Obama, Netanyahu united against Iran nuclear drive – no Israeli attack on Iran was imminent before the November 6

US president speaks with Israeli PM following UNGA speech; reiterate US’ commitment to preventing Tehran from going nuclear; GOP candidate Romney says doesn’t think force will ultimately be needed

WASHINGTON – President Barack Obama and Prime MinisterBenjamin Netanyahu on Friday expressed solidarity on the goal of preventing Iran from acquiring a nuclear weapon, the White House said on Friday, amid signs of easing tensions over their differences on how to confront Tehran.

Obama, who opted not to meet Netanyahu on his US visit, spoke by phone to the Israeli leader, who used his UN speech on Thursday to keep up pressure on Washington to set a “red line” for Tehran.
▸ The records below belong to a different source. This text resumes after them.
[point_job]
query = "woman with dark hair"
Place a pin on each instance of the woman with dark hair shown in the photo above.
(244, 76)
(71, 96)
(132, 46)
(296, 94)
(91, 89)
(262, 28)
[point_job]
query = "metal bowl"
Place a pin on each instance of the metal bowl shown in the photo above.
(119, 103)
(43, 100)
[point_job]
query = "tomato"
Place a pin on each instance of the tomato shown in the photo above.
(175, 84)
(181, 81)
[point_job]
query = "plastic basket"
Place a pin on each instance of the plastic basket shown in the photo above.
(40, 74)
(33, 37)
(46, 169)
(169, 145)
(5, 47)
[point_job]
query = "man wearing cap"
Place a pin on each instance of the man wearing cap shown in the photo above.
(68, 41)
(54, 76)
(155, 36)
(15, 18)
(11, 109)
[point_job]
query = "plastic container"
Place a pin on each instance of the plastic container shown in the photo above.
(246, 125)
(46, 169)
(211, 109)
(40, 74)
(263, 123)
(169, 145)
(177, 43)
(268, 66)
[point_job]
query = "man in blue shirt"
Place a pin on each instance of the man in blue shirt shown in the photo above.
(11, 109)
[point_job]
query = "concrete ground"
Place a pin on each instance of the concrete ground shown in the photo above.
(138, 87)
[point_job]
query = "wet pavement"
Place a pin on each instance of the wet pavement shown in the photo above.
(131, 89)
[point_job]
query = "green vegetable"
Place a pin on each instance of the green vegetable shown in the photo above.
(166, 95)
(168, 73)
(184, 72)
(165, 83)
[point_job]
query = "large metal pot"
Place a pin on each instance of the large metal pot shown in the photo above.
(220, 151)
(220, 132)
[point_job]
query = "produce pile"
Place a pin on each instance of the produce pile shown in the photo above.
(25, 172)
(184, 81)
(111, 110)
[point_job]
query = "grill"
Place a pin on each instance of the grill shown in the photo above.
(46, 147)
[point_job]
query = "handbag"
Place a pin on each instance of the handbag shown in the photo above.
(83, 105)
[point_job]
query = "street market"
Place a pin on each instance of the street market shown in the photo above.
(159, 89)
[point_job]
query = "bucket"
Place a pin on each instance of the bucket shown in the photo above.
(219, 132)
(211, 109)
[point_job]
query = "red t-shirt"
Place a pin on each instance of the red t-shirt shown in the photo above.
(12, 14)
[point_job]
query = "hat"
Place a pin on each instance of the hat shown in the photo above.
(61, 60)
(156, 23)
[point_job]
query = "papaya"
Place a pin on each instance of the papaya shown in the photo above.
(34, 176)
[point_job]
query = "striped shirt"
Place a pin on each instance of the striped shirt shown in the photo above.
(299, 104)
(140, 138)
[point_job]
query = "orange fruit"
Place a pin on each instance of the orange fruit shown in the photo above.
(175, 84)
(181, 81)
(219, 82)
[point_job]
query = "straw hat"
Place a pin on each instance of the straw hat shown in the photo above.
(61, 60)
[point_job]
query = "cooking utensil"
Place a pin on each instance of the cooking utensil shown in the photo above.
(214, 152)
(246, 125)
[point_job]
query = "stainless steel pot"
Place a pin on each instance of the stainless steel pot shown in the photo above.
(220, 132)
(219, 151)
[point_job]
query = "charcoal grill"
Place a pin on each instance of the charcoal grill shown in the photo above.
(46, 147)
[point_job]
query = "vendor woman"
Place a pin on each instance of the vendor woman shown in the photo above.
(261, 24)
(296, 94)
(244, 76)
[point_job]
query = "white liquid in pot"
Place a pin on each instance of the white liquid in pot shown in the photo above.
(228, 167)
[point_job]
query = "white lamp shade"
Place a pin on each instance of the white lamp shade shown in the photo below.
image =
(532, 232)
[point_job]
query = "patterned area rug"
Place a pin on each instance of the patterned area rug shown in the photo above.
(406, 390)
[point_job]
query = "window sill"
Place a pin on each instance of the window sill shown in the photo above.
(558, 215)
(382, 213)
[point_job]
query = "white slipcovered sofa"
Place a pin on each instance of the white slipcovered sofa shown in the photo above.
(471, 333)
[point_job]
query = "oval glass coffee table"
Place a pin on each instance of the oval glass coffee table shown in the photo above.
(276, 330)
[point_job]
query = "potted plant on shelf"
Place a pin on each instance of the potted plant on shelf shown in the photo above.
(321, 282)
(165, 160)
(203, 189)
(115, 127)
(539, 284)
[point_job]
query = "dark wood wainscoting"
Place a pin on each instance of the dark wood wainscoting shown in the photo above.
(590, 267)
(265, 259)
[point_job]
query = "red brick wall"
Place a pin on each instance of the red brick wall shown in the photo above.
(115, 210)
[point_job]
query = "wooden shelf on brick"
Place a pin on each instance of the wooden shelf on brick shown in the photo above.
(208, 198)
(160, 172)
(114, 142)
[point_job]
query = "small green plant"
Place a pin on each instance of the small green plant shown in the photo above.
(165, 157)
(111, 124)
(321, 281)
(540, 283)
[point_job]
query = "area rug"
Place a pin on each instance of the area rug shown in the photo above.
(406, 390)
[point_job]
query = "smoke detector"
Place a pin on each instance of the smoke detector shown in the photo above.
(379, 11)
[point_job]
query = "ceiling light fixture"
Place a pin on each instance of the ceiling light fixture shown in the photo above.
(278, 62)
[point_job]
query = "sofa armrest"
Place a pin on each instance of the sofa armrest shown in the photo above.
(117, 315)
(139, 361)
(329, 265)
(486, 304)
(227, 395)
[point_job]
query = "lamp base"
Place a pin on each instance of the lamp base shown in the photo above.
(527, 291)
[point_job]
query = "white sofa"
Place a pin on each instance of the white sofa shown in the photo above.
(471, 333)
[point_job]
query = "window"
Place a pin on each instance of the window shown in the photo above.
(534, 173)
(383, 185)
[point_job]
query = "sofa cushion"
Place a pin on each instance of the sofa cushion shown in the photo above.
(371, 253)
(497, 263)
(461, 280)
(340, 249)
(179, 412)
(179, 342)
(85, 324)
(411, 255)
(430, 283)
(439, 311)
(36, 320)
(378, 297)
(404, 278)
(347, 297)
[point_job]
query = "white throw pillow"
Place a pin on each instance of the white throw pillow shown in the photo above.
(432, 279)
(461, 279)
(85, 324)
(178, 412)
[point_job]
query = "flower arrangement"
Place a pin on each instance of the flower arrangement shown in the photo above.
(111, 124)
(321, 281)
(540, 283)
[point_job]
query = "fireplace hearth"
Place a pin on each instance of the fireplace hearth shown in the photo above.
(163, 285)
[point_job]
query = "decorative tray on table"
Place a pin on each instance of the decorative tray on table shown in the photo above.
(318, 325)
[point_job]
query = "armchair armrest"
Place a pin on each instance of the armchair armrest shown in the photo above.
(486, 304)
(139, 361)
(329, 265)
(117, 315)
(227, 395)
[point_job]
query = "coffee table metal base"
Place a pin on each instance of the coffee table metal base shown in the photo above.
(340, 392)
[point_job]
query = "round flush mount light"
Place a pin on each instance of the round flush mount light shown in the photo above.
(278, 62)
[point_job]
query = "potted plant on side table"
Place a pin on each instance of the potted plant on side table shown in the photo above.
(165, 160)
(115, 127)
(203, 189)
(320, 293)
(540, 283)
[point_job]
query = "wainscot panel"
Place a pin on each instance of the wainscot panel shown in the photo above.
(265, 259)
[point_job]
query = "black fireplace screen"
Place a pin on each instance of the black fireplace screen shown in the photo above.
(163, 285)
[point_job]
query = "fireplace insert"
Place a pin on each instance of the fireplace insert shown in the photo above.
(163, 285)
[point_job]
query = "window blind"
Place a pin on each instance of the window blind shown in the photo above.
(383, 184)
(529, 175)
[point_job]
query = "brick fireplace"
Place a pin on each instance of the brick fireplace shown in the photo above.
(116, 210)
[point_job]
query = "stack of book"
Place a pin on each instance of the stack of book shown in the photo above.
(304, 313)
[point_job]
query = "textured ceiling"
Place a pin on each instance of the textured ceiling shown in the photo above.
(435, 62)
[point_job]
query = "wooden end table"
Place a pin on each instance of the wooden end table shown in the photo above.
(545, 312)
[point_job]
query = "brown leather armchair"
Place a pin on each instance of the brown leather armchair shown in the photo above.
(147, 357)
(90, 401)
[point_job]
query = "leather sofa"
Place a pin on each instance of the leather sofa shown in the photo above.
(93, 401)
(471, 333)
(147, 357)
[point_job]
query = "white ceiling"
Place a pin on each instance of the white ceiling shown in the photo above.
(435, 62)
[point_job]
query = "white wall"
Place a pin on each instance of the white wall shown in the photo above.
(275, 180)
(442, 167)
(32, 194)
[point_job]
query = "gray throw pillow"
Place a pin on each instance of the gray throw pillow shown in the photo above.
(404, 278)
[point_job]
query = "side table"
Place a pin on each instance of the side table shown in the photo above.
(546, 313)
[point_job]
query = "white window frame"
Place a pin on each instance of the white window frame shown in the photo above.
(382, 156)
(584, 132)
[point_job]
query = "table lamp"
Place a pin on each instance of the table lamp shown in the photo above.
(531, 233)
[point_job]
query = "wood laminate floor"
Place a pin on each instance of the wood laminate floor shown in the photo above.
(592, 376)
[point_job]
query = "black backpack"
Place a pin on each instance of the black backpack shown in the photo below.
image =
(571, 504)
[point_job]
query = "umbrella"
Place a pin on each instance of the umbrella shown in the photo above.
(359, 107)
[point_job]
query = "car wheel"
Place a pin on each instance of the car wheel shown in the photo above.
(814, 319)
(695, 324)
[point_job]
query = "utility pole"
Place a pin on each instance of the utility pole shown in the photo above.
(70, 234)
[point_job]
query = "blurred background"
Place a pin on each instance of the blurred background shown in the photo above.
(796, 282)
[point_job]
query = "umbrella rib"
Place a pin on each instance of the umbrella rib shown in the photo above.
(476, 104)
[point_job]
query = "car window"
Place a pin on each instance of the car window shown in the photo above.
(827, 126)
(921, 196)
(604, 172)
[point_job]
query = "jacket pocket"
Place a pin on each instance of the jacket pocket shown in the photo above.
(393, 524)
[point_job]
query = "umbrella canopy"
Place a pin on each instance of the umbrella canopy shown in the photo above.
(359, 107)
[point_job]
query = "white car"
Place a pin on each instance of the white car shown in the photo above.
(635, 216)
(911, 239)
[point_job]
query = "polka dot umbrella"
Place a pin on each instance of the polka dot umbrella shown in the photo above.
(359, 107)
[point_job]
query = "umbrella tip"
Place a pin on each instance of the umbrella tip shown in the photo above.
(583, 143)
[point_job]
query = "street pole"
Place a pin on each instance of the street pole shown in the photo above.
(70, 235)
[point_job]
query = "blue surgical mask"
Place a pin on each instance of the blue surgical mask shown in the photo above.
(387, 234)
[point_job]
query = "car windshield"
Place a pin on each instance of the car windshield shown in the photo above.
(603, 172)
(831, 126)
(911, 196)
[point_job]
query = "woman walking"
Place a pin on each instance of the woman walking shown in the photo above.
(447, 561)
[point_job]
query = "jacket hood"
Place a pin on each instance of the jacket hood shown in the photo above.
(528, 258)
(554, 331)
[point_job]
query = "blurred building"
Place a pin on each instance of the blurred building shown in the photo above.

But in a softening of his approach, Netanyahu also signaled that no Israeli attack on Iran was imminent before the November 6 US presidential election.

“The two leaders underscored that they are in full agreement on the shared goal of preventing Iran from obtaining a nuclear weapon,” the White House said in a statement.

But it stopped short of saying Obama had given any ground on his resistance to issuing an ultimatum to Tehran as Netanyahu has demanded.

Mitt Romney, Obama’s Republican presidential rival, was expected to speak by phone to Netanyahu later on Friday while the Israeli leader was in the New York.

Romney: Strike may be unnecessary

Meanwhile, Republican presidential nominee Mitt Romney said Friday that he does not believe military action will be necessary to prevent Iran from obtaining nuclear weapons.

The GOP hopeful said he discussed the issue with Netanyahu by telephone Friday afternoon, adding that it was unclear whether there is any difference between the US and Israel’s so-called “red lines” on when launching military action against Iran would be appropriate.

Romney said could not “completely take the military option off the table” because Iran needs to take the threat seriously.

He added that he does not believe force will ultimately be needed.

Netanyahu argues that an attack on Iran’s nuclear facilities may be the only answer.